Decades later, the shoulders everything rests on, defensively, are his very own. 

Having already spoken with some players on that side of the ball, including All-Pro pass rusher DeMarcus Lawrence, Nolan feels good about the foundation of the defense but knows there's work to be done, personnel-wise, outside of cornerstone players like Lawrence. His needs will be voiced passionately in free agency but, much more so, in the 2020 NFL Draft, as the Cowboys readily admit they'll "do things a bit different" to get him what he needs to succeed.

That shouldn't be difficult, architecturally, because Nolan isn't beating the drum to draft for scheme like former defensive coordinator Rod Marinelli did for years on end. While he'll keep the incumbent 4-3 in place, he'll run a hybrid system that keeps opponents guessing and, as such, he and McCarthy need/want the best players with the highest ceiling -- as opposed to prototype pegs that fit comfortably in a certain hole.

Doubling down on McCarthy's recent comments to that effect, Nolan probably wouldn't mind doing away with the word "scheme" altogether.

"Players will determine what we can do and what we cannot do -- not the scheme," he said. "The scheme is basically what you have to utilize the players, it goes the other way. I tell you what, 3-4 and 4-3 is really just a personnel decision to get your best 11 on the field. Outside of that, it's just spacing between the 11 players you have. 

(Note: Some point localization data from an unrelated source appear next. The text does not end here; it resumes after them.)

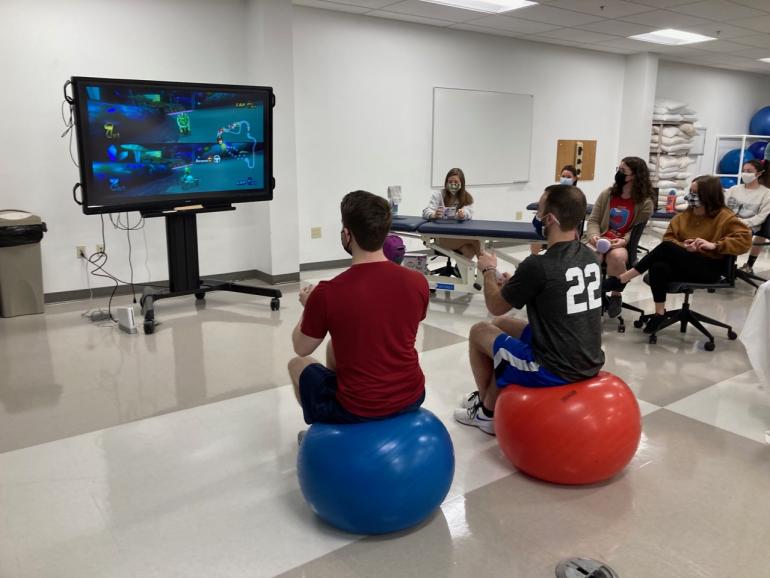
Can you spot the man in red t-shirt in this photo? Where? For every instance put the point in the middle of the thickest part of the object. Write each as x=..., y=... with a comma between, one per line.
x=372, y=312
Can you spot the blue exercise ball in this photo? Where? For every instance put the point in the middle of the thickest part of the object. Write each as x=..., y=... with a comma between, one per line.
x=758, y=149
x=760, y=122
x=728, y=182
x=730, y=162
x=379, y=476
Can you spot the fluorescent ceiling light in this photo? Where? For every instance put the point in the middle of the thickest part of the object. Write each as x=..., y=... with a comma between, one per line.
x=488, y=6
x=672, y=37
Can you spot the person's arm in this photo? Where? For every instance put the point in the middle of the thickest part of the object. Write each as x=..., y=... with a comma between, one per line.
x=436, y=201
x=762, y=213
x=594, y=223
x=311, y=329
x=642, y=215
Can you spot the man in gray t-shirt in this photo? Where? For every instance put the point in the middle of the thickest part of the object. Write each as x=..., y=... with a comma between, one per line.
x=562, y=292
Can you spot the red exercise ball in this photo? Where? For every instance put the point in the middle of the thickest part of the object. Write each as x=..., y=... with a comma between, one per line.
x=581, y=433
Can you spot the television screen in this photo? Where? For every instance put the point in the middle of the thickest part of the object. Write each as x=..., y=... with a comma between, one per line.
x=152, y=146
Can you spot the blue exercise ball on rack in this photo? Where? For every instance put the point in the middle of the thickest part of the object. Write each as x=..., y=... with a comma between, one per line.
x=379, y=476
x=729, y=165
x=760, y=122
x=758, y=149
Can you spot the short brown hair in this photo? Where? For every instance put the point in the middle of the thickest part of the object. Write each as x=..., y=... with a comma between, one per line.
x=641, y=188
x=367, y=217
x=567, y=203
x=710, y=193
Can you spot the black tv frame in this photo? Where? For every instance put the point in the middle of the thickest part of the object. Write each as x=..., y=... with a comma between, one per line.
x=180, y=214
x=170, y=202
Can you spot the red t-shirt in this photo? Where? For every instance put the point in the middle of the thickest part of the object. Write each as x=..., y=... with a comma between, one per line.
x=621, y=216
x=372, y=312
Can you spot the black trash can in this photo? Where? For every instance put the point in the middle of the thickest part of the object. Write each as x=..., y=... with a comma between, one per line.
x=21, y=269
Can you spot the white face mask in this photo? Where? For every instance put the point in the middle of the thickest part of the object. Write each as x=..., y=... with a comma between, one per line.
x=748, y=178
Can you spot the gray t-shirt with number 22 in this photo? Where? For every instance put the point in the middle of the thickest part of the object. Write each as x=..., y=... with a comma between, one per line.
x=562, y=292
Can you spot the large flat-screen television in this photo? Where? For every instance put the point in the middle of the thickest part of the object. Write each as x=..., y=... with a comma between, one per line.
x=154, y=146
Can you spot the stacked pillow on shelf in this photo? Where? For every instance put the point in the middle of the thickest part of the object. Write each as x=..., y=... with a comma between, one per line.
x=672, y=139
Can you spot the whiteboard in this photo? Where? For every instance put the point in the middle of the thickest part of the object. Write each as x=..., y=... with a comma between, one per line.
x=486, y=134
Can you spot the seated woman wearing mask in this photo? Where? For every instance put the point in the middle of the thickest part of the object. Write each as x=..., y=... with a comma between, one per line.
x=453, y=202
x=568, y=176
x=693, y=248
x=617, y=210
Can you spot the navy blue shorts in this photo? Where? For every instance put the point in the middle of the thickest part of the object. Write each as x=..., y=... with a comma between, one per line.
x=318, y=395
x=515, y=363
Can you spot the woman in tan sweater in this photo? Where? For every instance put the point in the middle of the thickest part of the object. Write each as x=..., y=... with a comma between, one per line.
x=693, y=248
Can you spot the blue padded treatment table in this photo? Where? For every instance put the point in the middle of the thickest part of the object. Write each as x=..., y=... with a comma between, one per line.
x=486, y=232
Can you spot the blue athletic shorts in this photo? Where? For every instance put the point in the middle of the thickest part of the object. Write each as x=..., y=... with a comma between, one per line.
x=318, y=394
x=515, y=363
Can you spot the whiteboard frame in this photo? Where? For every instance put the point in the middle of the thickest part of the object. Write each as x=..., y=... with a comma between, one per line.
x=437, y=173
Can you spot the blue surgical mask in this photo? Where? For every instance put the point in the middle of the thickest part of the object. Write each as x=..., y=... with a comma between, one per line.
x=538, y=224
x=693, y=200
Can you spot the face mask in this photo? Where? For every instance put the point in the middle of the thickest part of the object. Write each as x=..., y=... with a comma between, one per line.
x=538, y=224
x=345, y=246
x=693, y=200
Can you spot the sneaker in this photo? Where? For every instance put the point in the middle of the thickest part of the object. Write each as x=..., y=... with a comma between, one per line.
x=470, y=400
x=613, y=284
x=475, y=417
x=654, y=323
x=614, y=305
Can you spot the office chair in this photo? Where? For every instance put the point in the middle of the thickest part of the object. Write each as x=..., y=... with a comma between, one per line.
x=755, y=280
x=685, y=315
x=633, y=249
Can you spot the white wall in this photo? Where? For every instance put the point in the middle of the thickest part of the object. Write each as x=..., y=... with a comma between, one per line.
x=364, y=111
x=724, y=100
x=43, y=44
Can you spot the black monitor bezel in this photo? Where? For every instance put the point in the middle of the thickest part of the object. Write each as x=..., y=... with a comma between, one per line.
x=158, y=205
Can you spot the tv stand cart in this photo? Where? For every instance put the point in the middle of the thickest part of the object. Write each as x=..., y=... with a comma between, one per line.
x=183, y=275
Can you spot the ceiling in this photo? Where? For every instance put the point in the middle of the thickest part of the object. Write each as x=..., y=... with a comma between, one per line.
x=742, y=27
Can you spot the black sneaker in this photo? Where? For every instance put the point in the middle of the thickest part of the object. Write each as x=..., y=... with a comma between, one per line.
x=614, y=305
x=613, y=284
x=654, y=323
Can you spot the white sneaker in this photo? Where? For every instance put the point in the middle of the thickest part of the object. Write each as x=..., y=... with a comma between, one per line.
x=475, y=417
x=470, y=400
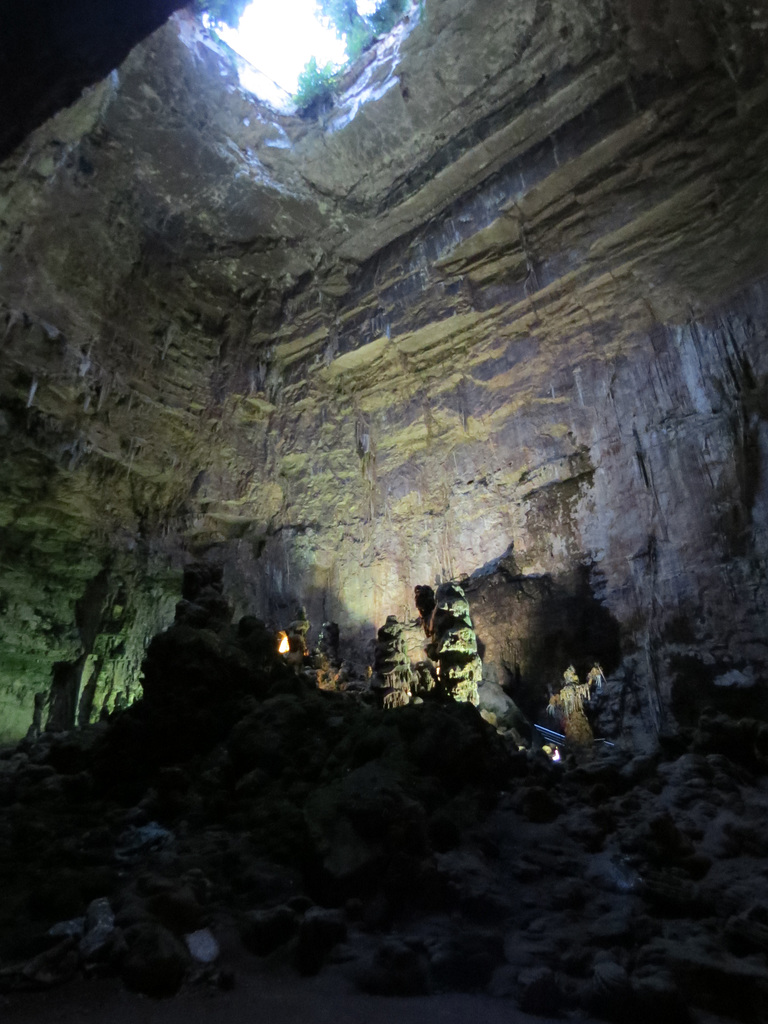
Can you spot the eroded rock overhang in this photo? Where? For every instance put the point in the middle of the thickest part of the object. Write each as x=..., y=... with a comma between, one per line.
x=512, y=297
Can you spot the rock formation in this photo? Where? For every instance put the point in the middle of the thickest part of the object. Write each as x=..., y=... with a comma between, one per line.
x=454, y=644
x=393, y=675
x=508, y=289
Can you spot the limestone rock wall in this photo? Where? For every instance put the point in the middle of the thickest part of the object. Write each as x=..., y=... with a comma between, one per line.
x=505, y=300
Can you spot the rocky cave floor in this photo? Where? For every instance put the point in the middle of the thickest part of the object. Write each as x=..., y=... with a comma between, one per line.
x=238, y=816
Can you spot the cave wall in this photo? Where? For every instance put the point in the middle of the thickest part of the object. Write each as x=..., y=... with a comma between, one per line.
x=500, y=312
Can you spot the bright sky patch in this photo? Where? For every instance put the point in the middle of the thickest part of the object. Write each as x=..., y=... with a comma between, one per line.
x=279, y=38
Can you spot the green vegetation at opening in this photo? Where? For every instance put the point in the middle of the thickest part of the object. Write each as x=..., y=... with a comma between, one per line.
x=226, y=11
x=318, y=85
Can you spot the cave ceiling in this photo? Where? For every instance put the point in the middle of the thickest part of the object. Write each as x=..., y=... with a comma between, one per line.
x=508, y=291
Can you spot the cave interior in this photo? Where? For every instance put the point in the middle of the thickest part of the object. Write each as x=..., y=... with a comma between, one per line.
x=384, y=517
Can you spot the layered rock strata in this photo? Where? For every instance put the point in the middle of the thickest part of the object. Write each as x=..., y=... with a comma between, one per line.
x=509, y=290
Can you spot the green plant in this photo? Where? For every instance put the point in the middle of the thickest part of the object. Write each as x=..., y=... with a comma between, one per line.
x=226, y=11
x=315, y=84
x=359, y=31
x=321, y=84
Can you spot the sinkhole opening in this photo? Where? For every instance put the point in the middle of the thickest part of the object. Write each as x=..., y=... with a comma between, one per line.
x=298, y=49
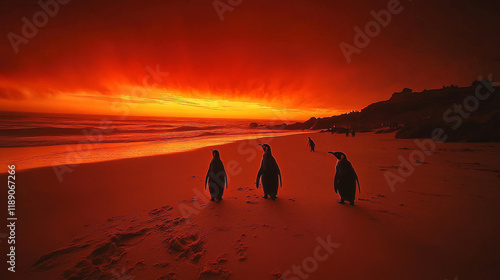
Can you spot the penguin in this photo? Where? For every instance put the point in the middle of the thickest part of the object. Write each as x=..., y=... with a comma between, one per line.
x=311, y=144
x=216, y=177
x=269, y=171
x=345, y=179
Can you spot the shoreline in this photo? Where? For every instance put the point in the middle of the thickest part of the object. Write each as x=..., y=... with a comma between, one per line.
x=391, y=234
x=77, y=154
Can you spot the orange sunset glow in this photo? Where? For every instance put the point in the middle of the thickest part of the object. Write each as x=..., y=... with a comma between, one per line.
x=265, y=58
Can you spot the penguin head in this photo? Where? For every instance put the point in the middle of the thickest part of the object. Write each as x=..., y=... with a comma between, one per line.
x=338, y=155
x=266, y=148
x=215, y=153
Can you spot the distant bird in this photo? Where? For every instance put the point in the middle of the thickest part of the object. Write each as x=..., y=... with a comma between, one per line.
x=311, y=144
x=269, y=171
x=345, y=179
x=216, y=177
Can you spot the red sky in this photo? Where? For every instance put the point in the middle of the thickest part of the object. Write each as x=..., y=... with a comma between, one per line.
x=266, y=58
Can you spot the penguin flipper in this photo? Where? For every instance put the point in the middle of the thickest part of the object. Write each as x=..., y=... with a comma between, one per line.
x=206, y=179
x=259, y=174
x=357, y=180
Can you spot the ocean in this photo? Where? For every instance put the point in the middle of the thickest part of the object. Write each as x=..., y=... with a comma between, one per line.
x=31, y=140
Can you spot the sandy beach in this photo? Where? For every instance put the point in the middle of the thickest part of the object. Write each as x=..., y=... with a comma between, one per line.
x=150, y=218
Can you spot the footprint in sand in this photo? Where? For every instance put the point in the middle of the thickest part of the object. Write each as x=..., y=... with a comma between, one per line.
x=241, y=248
x=215, y=269
x=188, y=246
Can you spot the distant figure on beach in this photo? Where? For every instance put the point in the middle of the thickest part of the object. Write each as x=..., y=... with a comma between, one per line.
x=345, y=179
x=216, y=177
x=311, y=144
x=269, y=171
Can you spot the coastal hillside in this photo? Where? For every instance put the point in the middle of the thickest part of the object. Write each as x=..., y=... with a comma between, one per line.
x=470, y=114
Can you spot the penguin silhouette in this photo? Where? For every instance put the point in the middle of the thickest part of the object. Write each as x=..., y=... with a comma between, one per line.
x=216, y=177
x=345, y=179
x=311, y=144
x=269, y=171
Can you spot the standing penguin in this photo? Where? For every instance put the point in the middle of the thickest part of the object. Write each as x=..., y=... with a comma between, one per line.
x=269, y=171
x=345, y=179
x=311, y=144
x=216, y=177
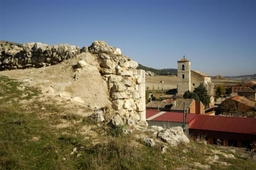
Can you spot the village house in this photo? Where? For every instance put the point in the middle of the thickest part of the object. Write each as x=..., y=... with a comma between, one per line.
x=237, y=105
x=178, y=105
x=224, y=130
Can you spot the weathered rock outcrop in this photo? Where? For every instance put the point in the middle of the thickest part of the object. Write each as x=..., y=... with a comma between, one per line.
x=119, y=86
x=17, y=56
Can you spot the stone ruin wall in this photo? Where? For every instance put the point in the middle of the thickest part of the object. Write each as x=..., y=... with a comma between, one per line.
x=126, y=84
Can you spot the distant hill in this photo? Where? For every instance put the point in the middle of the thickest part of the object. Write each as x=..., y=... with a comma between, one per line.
x=244, y=77
x=167, y=71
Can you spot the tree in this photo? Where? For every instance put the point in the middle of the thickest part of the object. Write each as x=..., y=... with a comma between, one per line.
x=191, y=95
x=199, y=94
x=220, y=90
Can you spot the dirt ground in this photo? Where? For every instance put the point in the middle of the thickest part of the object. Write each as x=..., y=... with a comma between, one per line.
x=59, y=83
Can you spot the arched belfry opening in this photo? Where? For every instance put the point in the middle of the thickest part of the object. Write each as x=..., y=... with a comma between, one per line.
x=184, y=75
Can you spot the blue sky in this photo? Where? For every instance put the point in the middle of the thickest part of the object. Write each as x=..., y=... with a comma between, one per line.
x=218, y=36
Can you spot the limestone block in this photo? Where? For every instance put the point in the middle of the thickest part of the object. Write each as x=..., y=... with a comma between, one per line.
x=130, y=122
x=149, y=142
x=117, y=104
x=106, y=71
x=173, y=136
x=118, y=87
x=81, y=63
x=140, y=106
x=127, y=72
x=115, y=78
x=141, y=76
x=118, y=95
x=117, y=120
x=104, y=56
x=77, y=100
x=128, y=82
x=117, y=51
x=131, y=64
x=107, y=64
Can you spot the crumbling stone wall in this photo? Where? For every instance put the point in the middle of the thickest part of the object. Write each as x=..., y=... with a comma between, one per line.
x=125, y=84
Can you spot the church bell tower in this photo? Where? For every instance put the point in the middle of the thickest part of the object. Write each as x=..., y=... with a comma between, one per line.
x=184, y=75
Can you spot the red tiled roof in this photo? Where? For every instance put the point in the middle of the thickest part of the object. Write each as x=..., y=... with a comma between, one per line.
x=244, y=100
x=225, y=124
x=150, y=113
x=170, y=116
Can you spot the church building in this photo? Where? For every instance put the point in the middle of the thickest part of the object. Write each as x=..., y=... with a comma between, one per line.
x=189, y=79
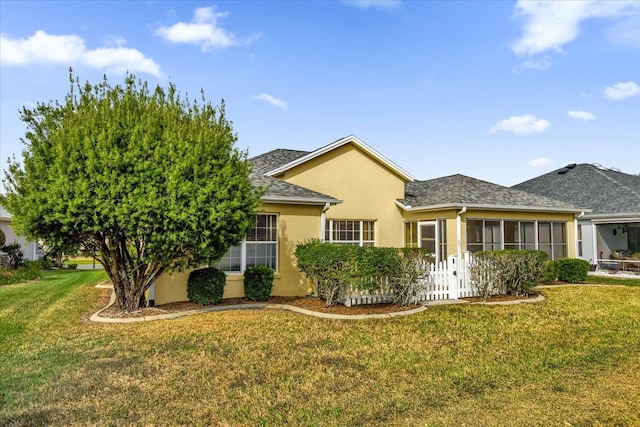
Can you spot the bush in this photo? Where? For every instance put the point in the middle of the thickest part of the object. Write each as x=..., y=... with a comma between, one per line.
x=15, y=254
x=486, y=275
x=407, y=281
x=550, y=272
x=258, y=282
x=572, y=270
x=520, y=271
x=28, y=270
x=336, y=269
x=206, y=286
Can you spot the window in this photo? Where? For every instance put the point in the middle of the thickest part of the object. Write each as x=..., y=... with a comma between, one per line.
x=260, y=247
x=442, y=243
x=580, y=240
x=411, y=234
x=430, y=235
x=350, y=232
x=488, y=235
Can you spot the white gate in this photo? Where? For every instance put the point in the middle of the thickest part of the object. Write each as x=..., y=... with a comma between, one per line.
x=446, y=280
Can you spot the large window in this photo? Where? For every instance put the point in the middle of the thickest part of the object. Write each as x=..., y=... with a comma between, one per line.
x=260, y=247
x=350, y=232
x=430, y=235
x=494, y=235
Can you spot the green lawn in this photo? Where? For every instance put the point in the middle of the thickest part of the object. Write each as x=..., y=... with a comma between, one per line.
x=573, y=359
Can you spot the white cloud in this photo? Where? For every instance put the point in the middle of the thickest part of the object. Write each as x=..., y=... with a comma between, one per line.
x=272, y=100
x=521, y=125
x=582, y=115
x=622, y=90
x=540, y=162
x=70, y=50
x=549, y=25
x=541, y=64
x=379, y=4
x=203, y=31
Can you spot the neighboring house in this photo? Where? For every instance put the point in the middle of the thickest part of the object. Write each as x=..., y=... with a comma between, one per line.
x=612, y=228
x=348, y=193
x=30, y=250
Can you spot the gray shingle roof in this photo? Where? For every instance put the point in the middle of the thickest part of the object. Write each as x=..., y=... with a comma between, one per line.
x=278, y=190
x=604, y=191
x=460, y=190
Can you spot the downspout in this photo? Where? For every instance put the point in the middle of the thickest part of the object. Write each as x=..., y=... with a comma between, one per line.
x=459, y=231
x=323, y=220
x=575, y=234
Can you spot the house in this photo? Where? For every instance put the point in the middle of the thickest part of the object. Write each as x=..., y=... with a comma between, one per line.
x=612, y=227
x=30, y=250
x=348, y=193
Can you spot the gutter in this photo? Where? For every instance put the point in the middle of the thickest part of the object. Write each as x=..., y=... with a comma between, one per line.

"All the 3-4 teams and the 4-3 teams play a lot of the same fronts, but I have always believed it's about getting your best 11 on the field, and from there -- whether that entails calling yourself a 3-4 or a 4-3 -- you want to get the best 11 out there."

Newly-signed defensive line coach Jim Tomsula agrees wholeheartedly. He and Nolan aren't unfamiliar with each other, having spent time together as members of the San Francisco 49ers coaching staff in the late 2000s, when the latter was head coach and the former served as defensive line coach for the club. Now reunited by McCarthy in Dallas, their prior working relationship makes it easy for their two similar styles to remarry, and Tomsula's looking forward to it. 

"Whatever fits," he said. "If you're an under front and the weak side defensive end stands up, you're a 3-4. If he puts his hand on the ground you're a 4-3. You know what I mean, the semantics? 

"So, first of all, whatever fits the players. It will fit around players."

It's an alien concept in Dallas, as is consistently intercepting the ball, but it's past time those UFOs landed.